[Note 40: ][ (retour) ] Allusion à la maladie française, Morbus gallicus.

LAFEU.--Quel est ce prince?

LE BOUFFON.--Le prince noir, monsieur: Alias, le prince des ténèbres; Alias, le diable.

LAFEU.--Arrête-là, voilà ma bourse. Je ne te la donne pas pour te débaucher du service du maître dont tu parles: continue de le servir.

LE BOUFFON.--Je suis né dans un pays de bois, monsieur, et j'ai toujours aimé un grand feu, et le maître dont je parle entretient toujours bon feu. Mais puisqu'il est le prince du monde, que sa noblesse se tienne à sa cour. Je suis, moi, pour la maison à porte étroite, que je crois trop petite pour que la pompe puisse y passer; quelques personnes qui s'humilient le pourront; mais le grand nombre sera trop frileux et trop délicat, et ils préféreront le chemin fleuri qui conduit à la porte large et au grand brasier.
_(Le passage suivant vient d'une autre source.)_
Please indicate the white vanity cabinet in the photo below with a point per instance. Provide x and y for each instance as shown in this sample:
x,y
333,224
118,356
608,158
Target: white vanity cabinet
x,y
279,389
LAFEU.--Va ton chemin: je commence à être las de toi, et je t'en préviens d'avance, parce que je ne voudrais pas me disputer avec toi. Va-t'en; veille à ce qu'on ait bien soin de mes chevaux sans tour de ta façon.

LE BOUFFON.--Si je leur joue quelques tours, ce ne seront jamais que des tours de rosse; ce qui est leur droit par la loi de nature.

(Il sort.)

LAFEU.--Un rusé coquin, un mauvais drôle!

LA COMTESSE.--C'est vrai. Feu mon seigneur s'en divertissait beaucoup. C'est par sa volonté qu'il reste ici, et il s'en autorise pour se permettre ses impertinences. Et en effet, il n'a aucune marche réglée: il court où il veut.